The longer these powers do not do their utmost to bring a halt to the violence and work to find a solution the more violent this conflict will become. The biggest fear is that even if Assad is forced to step down, the violence in Syria will have crossed the threshold of no return, and they will continue to pay the high cost of a war that long forgot the spirit of the revolution’s first days. 


Today, over 30,000 have been killed and there are over 300,000 Syrian refugees in camps spread out between Jordan, Turkey, Lebanon, and Iraq; not to mention the tens of thousands in the cities of these countries, who remain unaccounted for. With winter just around the corner the situation looks as bleak as ever.    



Saturday, October 6, 2012

Lacking a Clear Vision: Turkey Strikes back at Syria


Turkey’s recent strike on Syria was portrayed both in Turkey and in the world as Turkey acting out of its right to defend itself. However, if the Turkish government did not receive international support for the move, and was not pressured domestically, then the question remains why the change in policy. Let me be clear, Turkey has the right to defend itself; however, Syrian mortar fire falling on the Turkish side of the border is far from being an attack on Turkish sovereignty.

Following the Turkish reprisal, the US and the UN, and NATO, publicly supported Turkey, strongly condemning Syria.  However, I imagine behind closed doors there was a different reaction. The US paid lip service to Turkey, while the UN still has its hands tied due to Russia’s support of Syria. During the last six months of conflict, Turkey has often reminded NATO that under article 5 an attack on Turkey should be considered an attack on all participating countries. However, NATO just does not see Syria as posing a threat to the Turkish state and perceives the mortar fire as not more than a nuisance. In short, on the diplomatic front this attack has been another letdown. If Turkey keeps up the way it has, it will continue to lose its prestige within the eyes of Europe and the US.  

Internally there are those Turkish citizens who supported the reprisal; however, it seems that majority are not interested in heating up tensions between the two countries, and do not wish for their country to get militarily involved in the Syrian quagmire.  Furthermore, while Turkish casualties from the Syrian mortar are sad, internal violence and death in Turkey due to the ongoing Kurdish conflict is much more serious.
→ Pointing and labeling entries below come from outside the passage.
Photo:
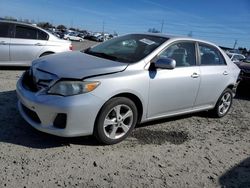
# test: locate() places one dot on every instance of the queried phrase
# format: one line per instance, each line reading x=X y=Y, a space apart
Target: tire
x=116 y=120
x=223 y=104
x=46 y=53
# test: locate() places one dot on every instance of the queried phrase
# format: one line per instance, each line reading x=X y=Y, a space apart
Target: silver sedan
x=107 y=89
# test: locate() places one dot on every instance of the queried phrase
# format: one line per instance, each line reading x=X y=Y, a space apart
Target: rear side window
x=25 y=32
x=4 y=30
x=210 y=55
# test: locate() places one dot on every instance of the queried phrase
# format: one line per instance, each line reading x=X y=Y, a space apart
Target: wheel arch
x=133 y=98
x=46 y=53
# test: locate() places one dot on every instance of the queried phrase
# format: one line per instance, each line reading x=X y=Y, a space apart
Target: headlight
x=68 y=88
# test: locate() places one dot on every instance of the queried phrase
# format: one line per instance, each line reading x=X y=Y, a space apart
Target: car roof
x=27 y=24
x=167 y=36
x=22 y=23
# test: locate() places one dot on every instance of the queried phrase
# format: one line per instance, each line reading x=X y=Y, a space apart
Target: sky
x=219 y=21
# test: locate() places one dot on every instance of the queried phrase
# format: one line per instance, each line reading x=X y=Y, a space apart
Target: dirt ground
x=188 y=151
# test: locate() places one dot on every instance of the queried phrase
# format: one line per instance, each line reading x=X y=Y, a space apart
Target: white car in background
x=21 y=43
x=73 y=36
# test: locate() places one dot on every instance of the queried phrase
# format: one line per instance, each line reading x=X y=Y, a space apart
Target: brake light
x=70 y=47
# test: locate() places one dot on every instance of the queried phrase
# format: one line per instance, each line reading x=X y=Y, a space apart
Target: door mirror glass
x=165 y=63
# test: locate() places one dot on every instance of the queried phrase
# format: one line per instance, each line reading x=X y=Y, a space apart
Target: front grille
x=31 y=114
x=28 y=82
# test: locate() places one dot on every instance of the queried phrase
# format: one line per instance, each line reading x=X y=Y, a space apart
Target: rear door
x=4 y=42
x=27 y=44
x=214 y=75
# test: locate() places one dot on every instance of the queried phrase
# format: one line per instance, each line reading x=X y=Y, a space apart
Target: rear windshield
x=128 y=49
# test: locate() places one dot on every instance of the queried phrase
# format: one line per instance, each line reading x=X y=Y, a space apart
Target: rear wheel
x=224 y=103
x=116 y=120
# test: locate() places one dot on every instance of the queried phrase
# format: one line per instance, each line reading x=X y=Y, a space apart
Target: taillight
x=71 y=47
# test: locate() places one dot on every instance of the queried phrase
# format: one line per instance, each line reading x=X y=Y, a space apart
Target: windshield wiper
x=101 y=54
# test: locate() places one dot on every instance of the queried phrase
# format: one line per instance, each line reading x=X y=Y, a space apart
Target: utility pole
x=235 y=43
x=190 y=34
x=162 y=24
x=103 y=29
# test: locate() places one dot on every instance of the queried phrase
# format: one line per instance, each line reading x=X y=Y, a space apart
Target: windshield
x=128 y=49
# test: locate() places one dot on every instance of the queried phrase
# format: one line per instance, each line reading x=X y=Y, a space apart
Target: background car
x=21 y=43
x=109 y=88
x=73 y=36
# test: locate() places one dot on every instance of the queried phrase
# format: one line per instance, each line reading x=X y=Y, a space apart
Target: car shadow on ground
x=14 y=130
x=243 y=91
x=238 y=176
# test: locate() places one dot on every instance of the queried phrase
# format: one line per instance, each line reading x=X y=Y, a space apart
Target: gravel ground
x=187 y=151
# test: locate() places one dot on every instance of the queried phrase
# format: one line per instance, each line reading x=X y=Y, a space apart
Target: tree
x=153 y=30
x=10 y=18
x=61 y=27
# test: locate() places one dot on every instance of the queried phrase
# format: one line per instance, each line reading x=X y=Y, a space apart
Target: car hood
x=77 y=65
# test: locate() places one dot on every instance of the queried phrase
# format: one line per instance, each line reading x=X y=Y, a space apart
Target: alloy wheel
x=118 y=121
x=225 y=103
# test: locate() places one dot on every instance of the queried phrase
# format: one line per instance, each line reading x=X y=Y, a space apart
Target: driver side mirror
x=165 y=63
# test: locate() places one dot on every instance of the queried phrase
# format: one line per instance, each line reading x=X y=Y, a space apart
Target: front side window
x=42 y=35
x=209 y=55
x=24 y=32
x=4 y=30
x=182 y=52
x=128 y=49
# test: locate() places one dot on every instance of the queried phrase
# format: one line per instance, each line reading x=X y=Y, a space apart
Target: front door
x=174 y=91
Just this year, almost one hundred Turkish soldiers and police have been killed and the government seems as far as ever from reaching an understanding with the outlawed Kurdish organization, the PKK. It is easy for Turkey to raise its head and invoke some national pride by firing back at Syria, but its real work remains at home.  

Therefore, the question remains why did Turkey choose to retaliate against Syria, and even go so far to pass a bill in parliament allowing Turkish troops to cross into foreign countries.  In my opinion, the change in Turkish policy emerges due to the realization that the Free Syrian Army (FSA) divisions, which Turkey has been supporting, are losing ground. In other words, Turkey’s strengthening of its border is aimed at boosting up the FSA, who are trapped between the Turkish border and the Syrian army. Without Turkish action the FSA could in some places be pushed back into Turkish territory. Next, after Turkey’s failure at securing UN support for a buffer zone in Syria to house refugees  (see previous blog), it seems that the Turkish reprisal is bringing us one step closer to Turkey achieving that goal.  
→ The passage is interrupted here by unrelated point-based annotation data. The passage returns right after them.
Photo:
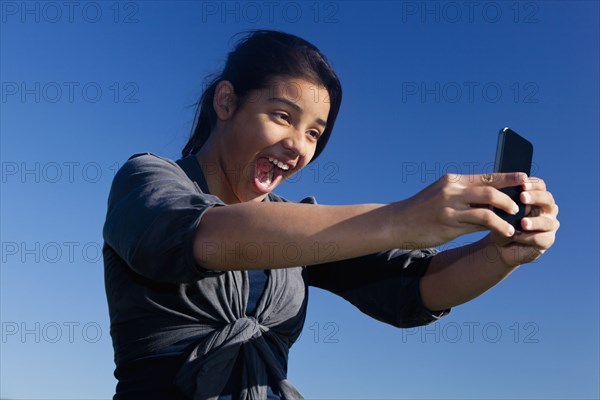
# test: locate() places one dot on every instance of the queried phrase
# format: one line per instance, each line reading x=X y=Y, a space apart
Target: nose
x=296 y=144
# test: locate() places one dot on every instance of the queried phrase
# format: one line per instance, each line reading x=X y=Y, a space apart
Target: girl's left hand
x=539 y=226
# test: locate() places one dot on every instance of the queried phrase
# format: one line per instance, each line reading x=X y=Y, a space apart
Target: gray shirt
x=162 y=302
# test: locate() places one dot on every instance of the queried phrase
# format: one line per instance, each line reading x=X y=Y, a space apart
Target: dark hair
x=257 y=58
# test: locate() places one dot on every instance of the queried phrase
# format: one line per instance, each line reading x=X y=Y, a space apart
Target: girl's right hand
x=455 y=205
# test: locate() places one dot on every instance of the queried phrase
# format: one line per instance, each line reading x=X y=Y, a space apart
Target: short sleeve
x=153 y=211
x=385 y=286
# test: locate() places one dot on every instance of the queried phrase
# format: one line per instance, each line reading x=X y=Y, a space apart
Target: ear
x=224 y=101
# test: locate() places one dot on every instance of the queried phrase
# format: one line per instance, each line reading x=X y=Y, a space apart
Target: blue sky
x=427 y=86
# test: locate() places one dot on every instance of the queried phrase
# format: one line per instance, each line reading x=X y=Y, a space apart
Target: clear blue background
x=427 y=86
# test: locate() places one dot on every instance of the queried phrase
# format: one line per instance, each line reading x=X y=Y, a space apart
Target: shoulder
x=276 y=198
x=149 y=163
x=147 y=171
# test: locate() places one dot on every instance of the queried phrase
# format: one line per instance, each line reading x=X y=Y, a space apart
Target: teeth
x=281 y=165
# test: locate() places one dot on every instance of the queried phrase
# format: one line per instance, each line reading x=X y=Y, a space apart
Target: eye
x=281 y=115
x=314 y=134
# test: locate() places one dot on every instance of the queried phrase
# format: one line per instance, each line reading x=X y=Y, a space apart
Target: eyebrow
x=296 y=107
Whether or not my analysis is correct, one point remains clear. From one failed policy to another, Turkey has been acting out of damage control and lacks a clear vision when it comes to Syria. It is for this reason the Turkish reprisal is worrying since this very well could be the opening of the door to greater Turkish military involvement in Syria; not tomorrow, or the next day, but certainly in the next few months.

Perhaps most worrying hitherto is that the FSA divisions Turkey is supporting seem to be an unruly group of radical Islamic factions, who are also wreaking havoc on the Syrian people and lack the vision and spirit of the revolution. Thus, I imagine that many of the pro-democratic anti-Assad forces are also unhappy with the Turkish involvement, leaving Turkey with many more enemies than friends in Syria.